И они отправились смотреть последний акт «Вишневого сада».
Так вспоминал Качалов свою последнюю встречу с живым Чеховым. В тот же год летом ему пришлось присутствовать на похоронах Антона Павловича. Громадная толпа через всю Москву двигалась с вокзала к Новодевичьему кладбищу. Процессия остановилась у Художественного театра. Царила тишина. Слышались лишь всхлипывания в толпе. У входа в театр оркестр играл печальную шопеновскую мелодию. А из распахнутых настежь дверей рабочие сцены вынесли огромный венок, их руками собранный сплошь из одних полевых цветов.
На Новодевичьем кладбище, когда уже засыпали могилу и народ стал расходиться, Качалов с Буниным подошли к Горькому, одиноко сидевшему на ограде чьей-то могилы.
— Наплакался, Алексей Максимович? — спросил Бунин.
— Да ведь от злости плачу. Даже не ожидал от себя, что могу от злости плакать. Уж очень все злит кругом! Все возмущает, все, начиная с вагона для устриц, в котором привезли мертвого Антона Павловича, и кончая этой толпой и этими разговорами, от которых никуда не убежишь.
С Горьким довелось встречаться еще не раз. В начале 1906 года Художественный театр поехал на гастроли в города Европы. Играли в Вене, Праге, Варшаве и целый месяц в Берлине.
В то время в Берлине жил Алексей Максимович. Имя его уже было очень популярно за рубежом. В Берлинском театре играли пьесы на немецком языке — «На дне» и «Дети солнца». В витринах книжных магазинов были выставлены его книги, портреты и фотографии на бесчисленных открытках.
Выдающийся немецкий режиссер Макс Рейнгард, тогда еще молодой человек, обратился к Качалову с просьбой выступить на литературном вечере, посвященном творчеству Горького. Вечер устраивался в большом зале на окраине города, где собиралась обычно демократическая публика — учащиеся и рабочая интеллигенция.
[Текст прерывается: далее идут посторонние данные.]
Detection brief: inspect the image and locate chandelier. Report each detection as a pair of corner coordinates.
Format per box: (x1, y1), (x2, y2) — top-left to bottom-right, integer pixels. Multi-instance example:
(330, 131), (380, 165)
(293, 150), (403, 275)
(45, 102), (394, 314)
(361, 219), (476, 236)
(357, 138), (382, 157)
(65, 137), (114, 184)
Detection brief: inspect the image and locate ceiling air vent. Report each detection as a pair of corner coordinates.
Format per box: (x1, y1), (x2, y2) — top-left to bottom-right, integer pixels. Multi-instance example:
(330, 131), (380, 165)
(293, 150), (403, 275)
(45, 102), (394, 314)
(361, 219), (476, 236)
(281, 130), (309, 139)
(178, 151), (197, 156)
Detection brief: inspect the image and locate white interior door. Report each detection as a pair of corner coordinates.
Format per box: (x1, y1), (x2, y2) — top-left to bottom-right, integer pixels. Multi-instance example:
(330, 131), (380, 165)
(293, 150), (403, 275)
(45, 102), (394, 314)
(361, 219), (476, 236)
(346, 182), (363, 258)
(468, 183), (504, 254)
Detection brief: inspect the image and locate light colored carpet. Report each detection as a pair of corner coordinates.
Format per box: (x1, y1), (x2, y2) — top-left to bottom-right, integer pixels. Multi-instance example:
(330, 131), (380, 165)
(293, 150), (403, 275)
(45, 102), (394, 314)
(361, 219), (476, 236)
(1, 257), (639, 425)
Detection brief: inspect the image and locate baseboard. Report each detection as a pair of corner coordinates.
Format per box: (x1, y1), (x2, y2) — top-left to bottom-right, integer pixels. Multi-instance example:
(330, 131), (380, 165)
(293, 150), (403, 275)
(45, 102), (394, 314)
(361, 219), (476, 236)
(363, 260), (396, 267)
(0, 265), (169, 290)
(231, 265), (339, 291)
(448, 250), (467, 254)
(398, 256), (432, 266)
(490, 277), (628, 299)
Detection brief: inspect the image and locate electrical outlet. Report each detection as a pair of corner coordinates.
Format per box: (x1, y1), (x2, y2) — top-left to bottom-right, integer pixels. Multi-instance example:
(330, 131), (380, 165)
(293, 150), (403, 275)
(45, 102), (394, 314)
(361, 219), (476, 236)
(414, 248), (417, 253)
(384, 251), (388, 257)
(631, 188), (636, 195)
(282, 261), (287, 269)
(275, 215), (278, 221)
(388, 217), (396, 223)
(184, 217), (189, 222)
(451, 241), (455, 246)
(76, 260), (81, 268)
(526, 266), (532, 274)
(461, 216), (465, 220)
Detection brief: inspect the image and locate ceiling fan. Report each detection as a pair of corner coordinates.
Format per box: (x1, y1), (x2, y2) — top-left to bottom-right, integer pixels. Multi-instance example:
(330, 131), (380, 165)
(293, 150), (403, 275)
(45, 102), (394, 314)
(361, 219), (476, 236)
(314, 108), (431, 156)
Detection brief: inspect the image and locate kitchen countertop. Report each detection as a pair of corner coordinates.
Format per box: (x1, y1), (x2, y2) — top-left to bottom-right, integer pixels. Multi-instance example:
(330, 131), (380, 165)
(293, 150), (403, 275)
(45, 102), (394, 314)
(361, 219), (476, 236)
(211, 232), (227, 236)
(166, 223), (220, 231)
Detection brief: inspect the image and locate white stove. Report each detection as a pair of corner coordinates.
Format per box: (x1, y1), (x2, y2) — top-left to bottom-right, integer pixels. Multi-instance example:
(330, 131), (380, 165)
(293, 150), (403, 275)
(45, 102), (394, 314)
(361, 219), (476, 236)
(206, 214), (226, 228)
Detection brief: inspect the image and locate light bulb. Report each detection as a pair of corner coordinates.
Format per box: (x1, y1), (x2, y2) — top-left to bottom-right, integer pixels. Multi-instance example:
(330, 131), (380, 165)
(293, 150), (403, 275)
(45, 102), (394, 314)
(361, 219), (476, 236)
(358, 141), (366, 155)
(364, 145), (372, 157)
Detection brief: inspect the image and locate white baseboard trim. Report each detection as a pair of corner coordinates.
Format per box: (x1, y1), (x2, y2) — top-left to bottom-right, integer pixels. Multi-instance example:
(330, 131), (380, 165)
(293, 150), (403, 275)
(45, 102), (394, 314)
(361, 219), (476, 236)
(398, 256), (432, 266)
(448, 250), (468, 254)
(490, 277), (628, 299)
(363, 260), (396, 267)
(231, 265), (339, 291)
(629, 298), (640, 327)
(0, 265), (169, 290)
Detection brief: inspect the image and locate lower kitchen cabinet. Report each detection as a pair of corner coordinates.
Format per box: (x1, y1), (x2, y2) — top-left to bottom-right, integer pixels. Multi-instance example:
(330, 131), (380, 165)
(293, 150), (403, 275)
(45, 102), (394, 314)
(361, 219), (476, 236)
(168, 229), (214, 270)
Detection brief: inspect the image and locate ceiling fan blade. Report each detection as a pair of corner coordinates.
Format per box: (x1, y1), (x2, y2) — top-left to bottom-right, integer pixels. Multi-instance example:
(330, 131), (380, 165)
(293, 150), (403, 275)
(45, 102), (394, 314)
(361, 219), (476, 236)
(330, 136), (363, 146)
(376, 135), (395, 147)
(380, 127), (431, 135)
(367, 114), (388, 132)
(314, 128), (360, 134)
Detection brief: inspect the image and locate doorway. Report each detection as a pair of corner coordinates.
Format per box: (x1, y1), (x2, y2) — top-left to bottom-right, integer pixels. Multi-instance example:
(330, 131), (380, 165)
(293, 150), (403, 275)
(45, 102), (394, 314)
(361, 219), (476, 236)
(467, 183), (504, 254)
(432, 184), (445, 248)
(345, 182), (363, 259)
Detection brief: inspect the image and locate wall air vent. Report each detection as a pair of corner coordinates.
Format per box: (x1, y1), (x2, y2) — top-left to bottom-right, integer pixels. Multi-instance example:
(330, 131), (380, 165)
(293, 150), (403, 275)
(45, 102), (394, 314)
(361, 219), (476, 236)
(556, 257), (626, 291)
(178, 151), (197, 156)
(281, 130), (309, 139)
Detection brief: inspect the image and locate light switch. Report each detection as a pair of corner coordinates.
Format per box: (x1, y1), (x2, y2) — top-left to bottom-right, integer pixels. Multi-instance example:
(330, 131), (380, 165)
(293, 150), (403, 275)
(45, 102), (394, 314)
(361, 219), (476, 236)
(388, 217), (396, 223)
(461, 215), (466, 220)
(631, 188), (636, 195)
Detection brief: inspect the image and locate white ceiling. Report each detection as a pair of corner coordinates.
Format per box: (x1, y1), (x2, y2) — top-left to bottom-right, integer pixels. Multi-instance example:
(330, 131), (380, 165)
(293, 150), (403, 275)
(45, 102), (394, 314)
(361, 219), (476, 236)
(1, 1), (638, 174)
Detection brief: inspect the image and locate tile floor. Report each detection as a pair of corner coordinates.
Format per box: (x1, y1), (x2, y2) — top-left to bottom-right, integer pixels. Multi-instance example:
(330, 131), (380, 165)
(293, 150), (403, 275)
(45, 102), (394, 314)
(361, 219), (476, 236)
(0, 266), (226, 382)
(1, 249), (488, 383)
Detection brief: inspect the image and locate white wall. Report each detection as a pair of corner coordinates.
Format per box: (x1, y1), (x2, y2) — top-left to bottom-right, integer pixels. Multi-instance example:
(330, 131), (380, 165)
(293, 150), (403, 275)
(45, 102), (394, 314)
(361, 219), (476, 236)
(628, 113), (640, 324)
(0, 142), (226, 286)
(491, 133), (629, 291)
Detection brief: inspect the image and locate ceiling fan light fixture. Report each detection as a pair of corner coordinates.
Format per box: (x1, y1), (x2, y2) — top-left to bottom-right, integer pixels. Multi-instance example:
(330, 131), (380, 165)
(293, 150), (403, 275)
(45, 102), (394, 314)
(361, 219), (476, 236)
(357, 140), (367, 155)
Зал был переполнен. Алексей Максимович, прочитавший «Песню о соколе», был встречен несмолкаемыми овациями. Рейнгард исполнил на немецком языке монолог Луки из пьесы «На дне». Качалов читал «Буревестник» и «Ярмарку в Голтве».
Публика стоя приветствовала Горького. В зале раздавались оглушительные аплодисменты и крики «Хох!». Правда, большинство присутствующих не знало русского языка и не могло оценить ни текста, ни чтения автора. Но все пришли, чтобы увидеть живого Горького и выразить ему — художнику и борцу за свободу — свою признательность и любовь.
«На сцене ко мне, — писал Качалов в своих воспоминаниях об этом вечере, — подошел Карл Либкнехт и шепнул по-немецки:
— Хотите посмотреть уголок зоологического сада, зверей в клетке, здесь же в театре?
И он показал мне место сбоку в кулисах, откуда видны были сидящие в крайней литерной ложе, выходящей на сцену, сыновья кайзера Вильгельма во главе с кронпринцем. Он, прикрываясь занавеской от публики, внимательно, со злобно и глупо разинутым ртом уставился на Горького, читавшего «Песню о соколе». Рядом сидели офицеры его свиты и, поблескивая моноклями, тоже таращили глаза на Горького.
Помню, что в антракте за кулисами был разговор, что накануне на спектакле Художественного театра «Царь Федор» появился кайзер Вильгельм в парадной форме русского кавалерийского полка. Он был шефом какого-то нашего драгунского полка. Конечно, и там публика стоя приветствовала его криками «Хох!». И помню, что по поводу немецких социал-демократов Горький, смеясь, говорил, что они все рады кричать «Хох!» кайзеру и что, пожалуй, Каутский кричит громче всех».
И, живя за границей, Горький не порывал дружеской связи с Качаловым. С острова Капри он писал любимому артисту, что неизменно внимательно следит за ростом его прекрасного таланта, искренне радуется успехам на сцене и что ему «приятно смотреть на хорошего человека», который всегда как-то особенно и сердечно нравится.
Алексей Максимович звал Василия Ивановича приехать погостить у него в Италии, на острове Капри. «А между делом, — писал он, — сочиним пьесу. Драму из быта рыбьего. Хорошо было бы, если б явился и сам чародей Константин Сергеевич, — с ним можно бы таких делов наделать — Европа ахнет! Кроме шуток: приезжайте-ка сюда! Превосходно отдохнете, запасетесь здоровьем, бодростью, многому посмеетесь, многое удивит.